TIRANA, Oct. 15 – Albania has joined global celebrations of Dante’s 750th birth anniversary featuring a collection of works by the great Italian poet translated into Albanian.
The Italian poet of the Middle Ages is known for penning the Divine Comedy, an epic widely considered to be among the world’s most important literary works.
The exhibition at the National Library in Tirana is also featuring a first special copy of the Divine Comedy for the blind in Albania in the Braille alphabet.
Culture Minister Mirela Kumbaro said Dante’s Divine Comedy in the Braille alphabet was a very important publication for the visually impaired to feel and grasp Dante’s lines.

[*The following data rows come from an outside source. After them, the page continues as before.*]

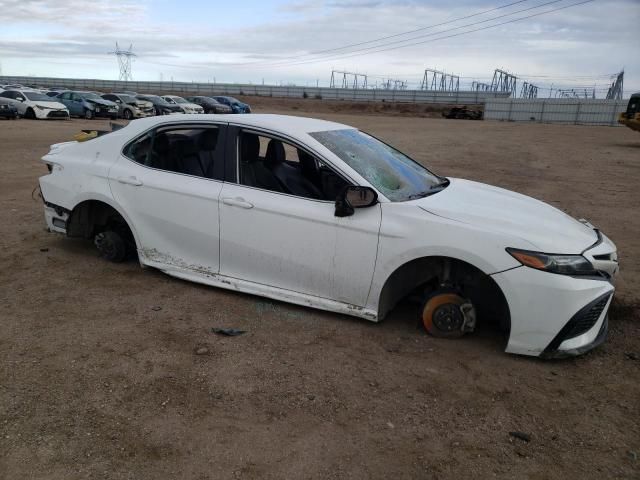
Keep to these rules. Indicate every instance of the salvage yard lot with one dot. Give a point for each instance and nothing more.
(99, 376)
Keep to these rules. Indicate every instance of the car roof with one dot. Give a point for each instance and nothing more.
(267, 121)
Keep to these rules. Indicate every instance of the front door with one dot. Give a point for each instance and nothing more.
(278, 227)
(168, 182)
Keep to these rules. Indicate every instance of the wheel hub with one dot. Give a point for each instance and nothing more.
(448, 317)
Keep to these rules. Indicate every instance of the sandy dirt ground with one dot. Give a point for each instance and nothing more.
(99, 376)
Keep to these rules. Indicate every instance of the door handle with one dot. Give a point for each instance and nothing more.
(130, 181)
(237, 202)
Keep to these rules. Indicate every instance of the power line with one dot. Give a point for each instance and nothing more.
(377, 49)
(318, 52)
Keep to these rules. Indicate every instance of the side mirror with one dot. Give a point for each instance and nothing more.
(353, 197)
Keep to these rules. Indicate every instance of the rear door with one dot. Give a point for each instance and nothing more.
(168, 181)
(291, 241)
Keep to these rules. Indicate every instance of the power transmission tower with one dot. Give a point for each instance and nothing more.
(617, 88)
(347, 80)
(503, 82)
(528, 90)
(124, 61)
(439, 81)
(392, 84)
(480, 86)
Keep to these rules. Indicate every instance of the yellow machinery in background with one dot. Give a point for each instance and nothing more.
(631, 118)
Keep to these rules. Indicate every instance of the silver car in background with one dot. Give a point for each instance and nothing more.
(187, 107)
(129, 106)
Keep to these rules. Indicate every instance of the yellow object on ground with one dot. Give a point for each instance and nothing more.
(631, 118)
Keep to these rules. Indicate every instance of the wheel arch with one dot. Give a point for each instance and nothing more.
(426, 273)
(96, 205)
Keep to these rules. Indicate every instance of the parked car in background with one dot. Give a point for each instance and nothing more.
(236, 105)
(35, 105)
(209, 104)
(7, 109)
(241, 206)
(130, 107)
(186, 107)
(88, 105)
(161, 106)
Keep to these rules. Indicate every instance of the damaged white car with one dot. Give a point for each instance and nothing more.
(321, 214)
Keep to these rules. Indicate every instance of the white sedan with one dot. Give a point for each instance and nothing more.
(324, 215)
(187, 107)
(32, 104)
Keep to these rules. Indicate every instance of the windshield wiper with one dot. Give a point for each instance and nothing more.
(433, 189)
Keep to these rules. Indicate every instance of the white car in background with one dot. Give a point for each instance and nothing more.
(35, 105)
(186, 107)
(323, 215)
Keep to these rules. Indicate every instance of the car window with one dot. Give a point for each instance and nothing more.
(394, 174)
(188, 150)
(273, 164)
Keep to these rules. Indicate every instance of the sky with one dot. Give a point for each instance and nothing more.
(302, 41)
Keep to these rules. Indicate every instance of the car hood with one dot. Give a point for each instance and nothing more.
(141, 104)
(542, 227)
(106, 103)
(54, 105)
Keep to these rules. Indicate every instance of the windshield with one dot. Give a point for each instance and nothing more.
(35, 96)
(154, 99)
(395, 175)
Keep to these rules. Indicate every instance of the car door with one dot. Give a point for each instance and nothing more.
(173, 206)
(11, 98)
(293, 242)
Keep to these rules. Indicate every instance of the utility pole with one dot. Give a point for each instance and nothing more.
(124, 61)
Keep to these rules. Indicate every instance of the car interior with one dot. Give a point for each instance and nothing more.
(272, 164)
(187, 151)
(266, 163)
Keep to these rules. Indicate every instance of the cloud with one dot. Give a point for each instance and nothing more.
(592, 39)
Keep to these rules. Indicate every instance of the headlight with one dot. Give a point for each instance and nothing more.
(554, 263)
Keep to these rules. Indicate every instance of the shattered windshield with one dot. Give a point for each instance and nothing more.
(395, 175)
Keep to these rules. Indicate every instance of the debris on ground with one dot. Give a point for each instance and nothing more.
(525, 437)
(463, 113)
(229, 332)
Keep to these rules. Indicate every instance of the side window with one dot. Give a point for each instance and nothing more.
(272, 164)
(189, 150)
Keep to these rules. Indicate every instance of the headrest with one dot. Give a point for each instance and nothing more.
(208, 139)
(249, 147)
(161, 143)
(185, 147)
(275, 153)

Persida Asllani, the director of the National Library, described Dante’s relation with the Albanian world as “breathtaking courage and temptation, conceptual identification and aesthetic recreation, thanks to which, the unstoppable efforts and ordeal to translate him, and grasp his language, with mind and soul, comprise one of the most comprehensive journeys in Albania’s history of culture.”
Rino Caputo, an Italian literature professor specializing on Dante, said some of the articles displayed in the exhibition are “still unknown and current, which is a novelty in the field and history of Dante studies.”
The exhibition displayed in cooperation with the Italian Institute of Culture, will remain open at the National Library in Tirana until October 23.
Dante’s first translation into Albanian dates back to 120 years ago.
Dante was a Medieval Italian poet and philosopher whose poetic trilogy, The Divine Comedy, made an indelible impression on both literature and theology. He is best known for the epic poem The Divine Comedy, which comprises sections representing the three tiers of the Christian afterlife: purgatory, heaven, and hell.